Archives mensuelles : juillet 2008

Deshydratation : les morts de 2008 et ceux de 2003.

Vous aurez sans doute remarqué une certaine paresse de ma part en ce mois de juillet. Je suis effectivement en congés. N’étant pas parisien, je trouve très agréable de travailler à Paris en août quand tout est désert ou presque.

Ceci étant, je voudrais réagir à ce double fait divers tragique que constitue la mort, à une semaine d’intervalle, de deux enfants en bas-âge dans la voiture de leur père.

Je laisserai au psy le soin d’interpréter le fait justement que ce soient deux hommes qui soient en cause, l’un pharmacien, l’autre cadre dans une entreprise.

Deux choses me font réagir. D’abord une proposition entendue à la radio. L’idée de mettre un capteur de présence dans les rehausseurs de siège pour alerter les parents de la présence du bébé. Formidable non !
Alors qu’il existe déjà un instrument appelé rétroviseur et qui permet de voir ce qui se passe derrière soi ou, plus simple encore, on peut tourner la tête et même faire le tour du véhicule.

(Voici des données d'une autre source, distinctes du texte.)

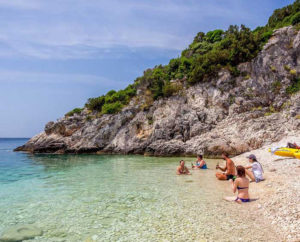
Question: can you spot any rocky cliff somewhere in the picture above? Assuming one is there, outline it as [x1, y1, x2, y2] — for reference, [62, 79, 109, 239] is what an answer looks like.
[16, 27, 300, 156]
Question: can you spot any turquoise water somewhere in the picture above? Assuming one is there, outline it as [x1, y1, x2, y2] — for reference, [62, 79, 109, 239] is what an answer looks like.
[0, 139, 276, 241]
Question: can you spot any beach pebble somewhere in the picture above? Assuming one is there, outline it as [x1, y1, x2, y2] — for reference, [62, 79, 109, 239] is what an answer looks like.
[0, 224, 43, 242]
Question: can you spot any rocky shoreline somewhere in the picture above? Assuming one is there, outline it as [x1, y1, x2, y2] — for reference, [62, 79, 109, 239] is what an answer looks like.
[15, 26, 300, 157]
[233, 136, 300, 242]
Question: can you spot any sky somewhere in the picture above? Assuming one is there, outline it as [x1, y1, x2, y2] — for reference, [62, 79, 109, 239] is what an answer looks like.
[0, 0, 293, 137]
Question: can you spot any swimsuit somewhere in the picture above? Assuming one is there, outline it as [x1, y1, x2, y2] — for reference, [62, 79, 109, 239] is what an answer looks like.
[234, 197, 250, 203]
[226, 175, 236, 180]
[237, 186, 248, 190]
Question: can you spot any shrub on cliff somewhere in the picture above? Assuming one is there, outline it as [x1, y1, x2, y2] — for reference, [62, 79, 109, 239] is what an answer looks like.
[291, 12, 300, 25]
[65, 108, 83, 117]
[85, 96, 105, 111]
[102, 102, 123, 114]
[286, 77, 300, 94]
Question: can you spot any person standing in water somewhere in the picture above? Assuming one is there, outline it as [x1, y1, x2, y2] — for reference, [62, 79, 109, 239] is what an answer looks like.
[216, 152, 235, 180]
[192, 155, 207, 169]
[176, 160, 190, 175]
[246, 154, 264, 182]
[225, 166, 250, 203]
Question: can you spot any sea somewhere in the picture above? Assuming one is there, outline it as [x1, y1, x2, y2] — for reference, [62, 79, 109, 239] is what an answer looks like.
[0, 138, 278, 242]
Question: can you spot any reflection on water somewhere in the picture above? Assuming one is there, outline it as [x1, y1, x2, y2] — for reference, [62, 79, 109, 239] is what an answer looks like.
[0, 139, 282, 241]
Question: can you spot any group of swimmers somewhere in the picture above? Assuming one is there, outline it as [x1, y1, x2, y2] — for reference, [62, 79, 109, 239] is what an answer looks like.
[176, 152, 264, 203]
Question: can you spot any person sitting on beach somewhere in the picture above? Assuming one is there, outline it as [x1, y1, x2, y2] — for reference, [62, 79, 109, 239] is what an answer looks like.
[176, 160, 190, 175]
[225, 166, 250, 203]
[245, 154, 264, 182]
[216, 152, 235, 180]
[192, 155, 207, 169]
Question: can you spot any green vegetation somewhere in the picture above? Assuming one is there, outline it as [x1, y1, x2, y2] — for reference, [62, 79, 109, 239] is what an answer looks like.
[65, 108, 83, 117]
[272, 80, 282, 93]
[85, 85, 136, 114]
[70, 0, 300, 115]
[286, 77, 300, 95]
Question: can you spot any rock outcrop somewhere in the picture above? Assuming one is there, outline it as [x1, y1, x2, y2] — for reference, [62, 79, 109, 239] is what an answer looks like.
[16, 27, 300, 156]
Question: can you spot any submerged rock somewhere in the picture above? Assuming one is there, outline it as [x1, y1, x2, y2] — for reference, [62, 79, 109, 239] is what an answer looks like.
[0, 224, 43, 242]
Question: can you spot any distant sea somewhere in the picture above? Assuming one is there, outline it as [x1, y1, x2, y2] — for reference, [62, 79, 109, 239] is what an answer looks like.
[0, 138, 276, 242]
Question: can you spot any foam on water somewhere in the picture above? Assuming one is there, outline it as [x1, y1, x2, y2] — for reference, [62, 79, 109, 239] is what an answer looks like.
[0, 139, 277, 241]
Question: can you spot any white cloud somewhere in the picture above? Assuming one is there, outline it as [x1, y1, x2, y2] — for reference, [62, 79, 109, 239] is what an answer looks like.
[0, 0, 264, 59]
[0, 70, 124, 88]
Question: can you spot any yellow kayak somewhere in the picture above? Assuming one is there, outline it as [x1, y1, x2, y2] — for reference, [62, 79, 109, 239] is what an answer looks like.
[269, 147, 300, 159]
[294, 150, 300, 160]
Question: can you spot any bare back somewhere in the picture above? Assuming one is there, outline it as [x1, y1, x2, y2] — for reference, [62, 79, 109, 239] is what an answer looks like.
[226, 158, 235, 175]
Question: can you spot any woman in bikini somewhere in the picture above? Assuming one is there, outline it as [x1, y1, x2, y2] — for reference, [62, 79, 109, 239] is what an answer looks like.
[225, 166, 250, 203]
[176, 160, 190, 175]
[192, 155, 207, 169]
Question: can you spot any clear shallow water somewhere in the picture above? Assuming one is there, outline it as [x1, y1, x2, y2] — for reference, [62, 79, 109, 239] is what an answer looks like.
[0, 139, 278, 241]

On cherche des réponses techniques à des comportements aberrants et hors-normes. Déresponsabiliser les gens c’est un vrai marché mais je ne crois pas que cela les aide beaucoup à se comporter en citoyens adultes.

Deuxième remarque alors que nous avons vécu il y a cinq ans, en août 2003, une canicule tragique, on s’aperçoit que le drame atroce que représente la mort par déshydratation de ces deux enfants a ému sûrement beaucoup plus de monde que les quinze mille morts de personnes âgées de l’été meurtrier de 2003. La lenteur à comprendre la situation, le déni d’abord, puis la mauvaise explication  » ils seraient morts un peu plus tard » alors que tout prouva qu’il s’est bien agi d’une surmortalité, tout cela n’a pas généré de crise politique ni de mouvement violent de l’opinion publique. Tout cela parce qu’il s’agissait non pas d’enfants mais de personnes agées. Imaginez qu’en 2003 dix enfants, juste dix , soient morts à cause de la canicule. La France aurait été en ébullition.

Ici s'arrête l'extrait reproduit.